Newsmart: ESL Wall Street Journal

Language learners absorb English, journalism and current events

Photo Source: Newsmart

““To look at the paper is to raise a seashell to one’s ear and to be overwhelmed by the roar of humanity.”

-Alain de Botton (1969- ) Swiss-British writer

The Wall Street Journal remains a popular source of news in the United States, teeming with a variety of breaking and analytical pieces. I first heard about Newsmart at the 2014 TESOL convention in Portland, and immediately appreciated its potential for both Business English students and international English language learners. Newsmart essentially manages to provide insightful, timely WSJ articles to Intermediate and Advanced ESL students within a safe, comfortable English language learning context.


On its aesthetically-pleasing, simple website, Newsmart presents some top stories of the day. To serve a diverse set of readers, these articles fall into several categories: Featured, What’s News, Business, Technology, Markets and Life & Culture. Each short article displays a headline, summarizing sentence photo and exercise points.

These exercise points are unique to Newsmart; they indicate the number of Vocabulary, Grammar and Comprehension lessons within each article. Students accumulate points by reading the articles and completing each exercise point along the way in reading and listening comprehension exercises. These points can come in the form of multiple choice questions or even video activities. Ultimately, students track their point progress in each category and win badges.

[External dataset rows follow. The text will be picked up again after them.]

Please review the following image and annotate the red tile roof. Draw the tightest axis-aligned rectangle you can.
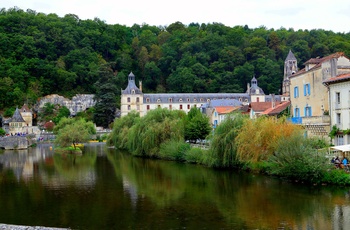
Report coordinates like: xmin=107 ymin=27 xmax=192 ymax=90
xmin=215 ymin=106 xmax=240 ymax=114
xmin=323 ymin=73 xmax=350 ymax=85
xmin=250 ymin=102 xmax=274 ymax=112
xmin=290 ymin=52 xmax=347 ymax=78
xmin=261 ymin=101 xmax=291 ymax=116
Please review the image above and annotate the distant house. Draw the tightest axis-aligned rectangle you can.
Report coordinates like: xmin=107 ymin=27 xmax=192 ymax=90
xmin=323 ymin=73 xmax=350 ymax=145
xmin=8 ymin=107 xmax=26 ymax=135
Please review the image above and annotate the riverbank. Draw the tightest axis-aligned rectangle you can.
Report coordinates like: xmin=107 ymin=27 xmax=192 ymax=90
xmin=0 ymin=224 xmax=68 ymax=230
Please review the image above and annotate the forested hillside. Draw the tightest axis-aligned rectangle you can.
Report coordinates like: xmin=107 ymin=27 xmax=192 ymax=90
xmin=1 ymin=7 xmax=350 ymax=110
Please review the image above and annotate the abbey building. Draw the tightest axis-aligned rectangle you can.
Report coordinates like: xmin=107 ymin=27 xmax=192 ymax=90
xmin=121 ymin=72 xmax=286 ymax=117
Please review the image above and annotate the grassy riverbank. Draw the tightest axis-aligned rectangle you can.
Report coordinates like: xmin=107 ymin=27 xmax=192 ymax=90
xmin=108 ymin=108 xmax=350 ymax=186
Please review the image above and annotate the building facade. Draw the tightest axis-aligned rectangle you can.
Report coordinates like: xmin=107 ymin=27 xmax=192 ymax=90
xmin=288 ymin=52 xmax=350 ymax=138
xmin=323 ymin=73 xmax=350 ymax=145
xmin=121 ymin=72 xmax=282 ymax=118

Visitors can engage with the articles in some other ways. Any clicked-on word will display a definition with an audible voice clip, helping listening comprehension and vocabulary. Users can also leave comments and discuss with other readers in 92 countries, providing another opportunity to use English in an authentic global context.


Several levels of English language learners could benefit from Newsmart. Upon sign-up and anytime afterward, students can take a Newsmart level test to demonstrate their reading comprehension skills. The article’s level of difficulty as a result, adjusts to reflect their scores. Although the site seeks to engage all levels of English learners, it’s clearly far more suited for high intermediate and advanced English language learners – and future MBA students and potential entrepreneurs.

Keeping up with current events results in several desirable outcomes. Newsmart readers should become more aware of current events and business trends, expand their working vocabulary in English, and have more information to share in English. Naturally, I hope readers will choose to share some of that information in English conversations. With the added bonus of sharpening reading ability, what’s not to like about Newsmart?


It seems as if Newsmart comes with no obvious drawbacks. The free membership, high-quality content and numerous advantages appeal to many audiences. Some articles, however, may be too difficult of a read for beginning and intermediate learners. They may want to wait later in their studies to begin using Newsmart. For these students, I recommend starting with the Easy English Times and Breaking News.


Newspapers certainly shape our perception of the world. It behooves ESL teachers to encourage their English language learners to read them. Newsmart serves as a natural step for students wishing to one day read papers like the actual Wall Street Journal, New York Times or Christian Science Monitor in a more natural context without vocabulary assistance.

Do you encourage your students to read the news? How do you students get “news smart?”